Faceva caldo, però pioveva; Seokjin era sdraiato sul letto, steso su un fianco, con lo sguardo fisso fuori dalla finestra aperta. La pioggia era silenziosa, come un sottofondo triste ad una storia d'amore finita. Il cielo era ancora di quel blu tiepido estivo di sera inoltrata; probabilmente la luna era già visibile in cielo, ma in lontananza poteva vedere ancora il tramonto sul mare. Seokjin aveva smesso di piangere da ore, perché non aveva più lacrime e la stanchezza fisica aveva affiancato quella emotiva. Seokjin fissava la pioggia all'esterno e provava a odiare con tutto sé stesso, ma immaginava quanto avrebbe potuto essere un bel momento con lui a fianco. Un pomeriggio in silenzio, a fissare la pioggia d'estate. E più provava ad odiare e più sentiva la mancanza, anche se continuava a ripetersi che era stata tutta finzione e non aveva senso soffrire per qualcosa di mai esistito.

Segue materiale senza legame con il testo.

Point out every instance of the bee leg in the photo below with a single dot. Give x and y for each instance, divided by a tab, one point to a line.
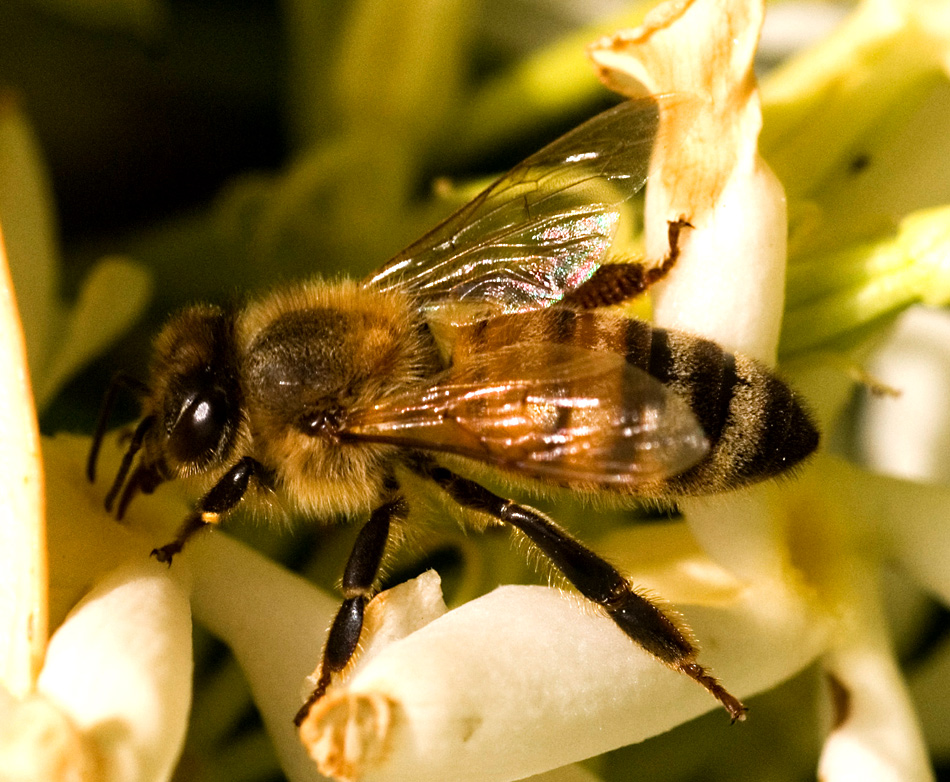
642	620
359	578
615	283
221	498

Elizabeth bussò alla porta. Seokjin non si disturbò a fare nulla, non a girarsi verso la porta, non a chiedere di andarsene. «Jin?» chiese in un sussurro la ragazza, ancora all'ingresso «Posso entrare?»

Seokjin mugugnò in assenso, continuando a fissare la pioggia all'esterno. Elizabeth chiuse la porta dietro di lei, si avvicinò piano, come se avesse paura di spaventarlo e salì delicatamente sul materasso, sedendosi a gambe incrociate su di esso e fissando il fratello maggiore: «Continua a chiamarmi».

«Blocca il suo numero».

Elizabeth rimase in silenzio qualche istante, poi prese un profondo respiro: «Non è meglio che lo senti e che chiudi definitivamente?»

Seokjin, che amava sua sorella con tutto sé stesso, si girò di scatto, sollevandosi sui gomiti, e la guardò in cagnesco: «Tu l'hai fatto con Jimin?» la sfidò con cattiveria.

Elizabeth accusò il colpo, abbassò lo sguardo intristita, ma poi lo risollevò con fierezza e annuì sicura. «Sì, l'ho fatto subito». Seokjin boccheggiò preso in contropiede, sentendosi in colpa. «Gli ho detto di non parlarmi mai più e andarsene».

«Però è ancora qui».

«Non c'erano voli disponibili subito, se ne andrà il giorno prima della festa».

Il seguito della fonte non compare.